Hier is nogmaals de eerste van een tiental, op de website www.noviomagus.info menukeuze ‘Peutinger kaart’ genoemde ‘misvattingen van de Peutingerkaart’:
1. Van geen enkele Nederlandse plaats is de determinatie zeker en onomstreden (zie bij Van Es), zelfs van Nijmegen niet. In Nijmegen is nergens een bevestiging (opschrift e.d.) gevonden dat de plaats in de Romeinse tijd Noviomagus geheten zou hebben. In een aantal Nederlandse plaatsen die z.g. op de Peutingerkaart zouden staan is overigens helemaal geen Romeinse gevonden, laat staan een castellum! Een castellum is slechts aangetoond in Valkenburg, Vechten, Zwammerdam (castellum? meer een vergrootte wachttoren) en Arnhem-Meinerswijk. In Nijmegen heeft een legioenskamp gelegen. Dan is er nog een enkele wachtpost gevonden te Malden, een laat Romeinse versterking bij Aardenburg, een Romeinse tempel te Elst en een Romeinse badplaats te Heerlen.
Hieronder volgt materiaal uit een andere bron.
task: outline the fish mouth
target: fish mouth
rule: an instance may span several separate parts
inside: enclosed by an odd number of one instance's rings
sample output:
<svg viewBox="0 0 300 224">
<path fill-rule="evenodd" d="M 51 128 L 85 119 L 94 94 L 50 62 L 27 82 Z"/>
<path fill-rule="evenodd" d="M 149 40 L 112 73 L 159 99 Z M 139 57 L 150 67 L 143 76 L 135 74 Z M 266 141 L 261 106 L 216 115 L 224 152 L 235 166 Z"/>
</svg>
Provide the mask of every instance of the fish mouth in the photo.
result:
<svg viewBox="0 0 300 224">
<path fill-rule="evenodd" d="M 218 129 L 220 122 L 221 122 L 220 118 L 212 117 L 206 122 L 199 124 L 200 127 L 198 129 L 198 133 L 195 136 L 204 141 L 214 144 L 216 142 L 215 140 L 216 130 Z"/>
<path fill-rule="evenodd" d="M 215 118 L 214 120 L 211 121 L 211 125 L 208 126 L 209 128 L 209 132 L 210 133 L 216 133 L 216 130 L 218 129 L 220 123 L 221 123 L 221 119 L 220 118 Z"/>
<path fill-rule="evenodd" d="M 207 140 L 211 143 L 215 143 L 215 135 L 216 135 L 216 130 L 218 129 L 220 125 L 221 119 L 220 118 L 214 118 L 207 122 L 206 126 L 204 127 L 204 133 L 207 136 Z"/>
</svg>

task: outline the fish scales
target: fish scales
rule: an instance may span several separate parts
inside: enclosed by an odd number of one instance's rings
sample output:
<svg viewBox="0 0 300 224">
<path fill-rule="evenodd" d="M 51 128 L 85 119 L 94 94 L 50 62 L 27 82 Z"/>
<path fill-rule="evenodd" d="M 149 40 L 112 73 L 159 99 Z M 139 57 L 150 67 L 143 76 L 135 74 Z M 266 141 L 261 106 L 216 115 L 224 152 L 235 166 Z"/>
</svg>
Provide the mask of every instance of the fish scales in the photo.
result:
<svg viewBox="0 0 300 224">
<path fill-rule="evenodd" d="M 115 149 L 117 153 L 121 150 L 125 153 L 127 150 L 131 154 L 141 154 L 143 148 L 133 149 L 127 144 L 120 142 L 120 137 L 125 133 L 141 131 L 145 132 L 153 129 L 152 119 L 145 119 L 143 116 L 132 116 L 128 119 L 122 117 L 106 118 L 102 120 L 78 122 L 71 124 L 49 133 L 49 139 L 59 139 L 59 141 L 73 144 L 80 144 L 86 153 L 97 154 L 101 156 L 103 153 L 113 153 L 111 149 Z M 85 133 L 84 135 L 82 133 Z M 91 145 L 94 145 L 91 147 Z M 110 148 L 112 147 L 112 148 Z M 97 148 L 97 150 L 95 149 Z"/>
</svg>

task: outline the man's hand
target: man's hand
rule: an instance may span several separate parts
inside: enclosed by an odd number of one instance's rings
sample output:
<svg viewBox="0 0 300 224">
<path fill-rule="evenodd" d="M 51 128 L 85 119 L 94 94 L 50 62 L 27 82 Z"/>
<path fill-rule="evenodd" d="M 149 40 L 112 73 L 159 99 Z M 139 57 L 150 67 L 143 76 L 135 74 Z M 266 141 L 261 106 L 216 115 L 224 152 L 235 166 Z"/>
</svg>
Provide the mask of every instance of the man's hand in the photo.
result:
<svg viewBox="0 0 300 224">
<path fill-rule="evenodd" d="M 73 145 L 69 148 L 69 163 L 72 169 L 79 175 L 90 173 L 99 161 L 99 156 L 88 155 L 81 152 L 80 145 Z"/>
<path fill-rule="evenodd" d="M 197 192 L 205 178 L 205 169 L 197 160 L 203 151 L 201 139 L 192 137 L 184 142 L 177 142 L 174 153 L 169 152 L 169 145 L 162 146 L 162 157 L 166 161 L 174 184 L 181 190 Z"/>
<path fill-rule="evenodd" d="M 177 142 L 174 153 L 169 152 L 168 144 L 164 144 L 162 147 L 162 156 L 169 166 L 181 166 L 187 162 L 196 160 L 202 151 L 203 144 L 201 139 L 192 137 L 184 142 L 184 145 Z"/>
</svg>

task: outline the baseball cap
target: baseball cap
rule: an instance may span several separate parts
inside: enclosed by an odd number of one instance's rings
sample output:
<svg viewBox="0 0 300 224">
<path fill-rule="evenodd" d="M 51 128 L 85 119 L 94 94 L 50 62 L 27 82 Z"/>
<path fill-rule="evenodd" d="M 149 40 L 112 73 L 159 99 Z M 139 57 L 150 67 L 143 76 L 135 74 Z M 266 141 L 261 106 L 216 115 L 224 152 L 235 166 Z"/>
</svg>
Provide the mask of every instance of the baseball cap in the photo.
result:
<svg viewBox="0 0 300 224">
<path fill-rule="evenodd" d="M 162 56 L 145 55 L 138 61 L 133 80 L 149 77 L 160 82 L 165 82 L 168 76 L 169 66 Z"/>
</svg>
In deze deeldiscussie wil ik graag het tweede deel van dit punt aansnijden, het archeologische argument, en verderop enkele andere van de tien ‘misvattingen’ daar bij betrekken:
In een aantal Nederlandse plaatsen die z.g. op de Peutingerkaart zouden staan is overigens helemaal geen Romeinse gevonden, laat staan een castellum! Een castellum is slechts aangetoond in Valkenburg, Vechten, Zwammerdam (castellum? meer een vergrootte wachttoren) en Arnhem-Meinerswijk. In Nijmegen heeft een legioenskamp gelegen. Dan is er nog een enkele wachtpost gevonden te Malden, een laat Romeinse versterking bij Aardenburg, een Romeinse tempel te Elst en een Romeinse badplaats te Heerlen.
Dit is natuurlijk een onaanvaardbaar argument vanuit twee gezichtspunten:
Ten eerste wordt de archeologische situatie in Nederland op een onbegrijpelijke manier gebagatelliseerd.
Langs de Rijn / Kromme Rijn / Oude Rijn waar in de traditionele opvatting de Noordelijke Pataviaroute op de Peutingerkaart gezocht moet worden zijn talloze vondsten uit de Romeinse tijd gedaan.
Katwijk, Valkenburg, Leiden, Alphen a/d Rijn, Zwammerdam, Bodegraven, Woerden, Utrecht-Leidsche Rijn, Utrecht, Vechten, Houten, Rijswijk, Maurik, Kesteren, Randwijk, Driel, Arnhem-Meinerswijk, Nijmegen, Loowaard, Herwen.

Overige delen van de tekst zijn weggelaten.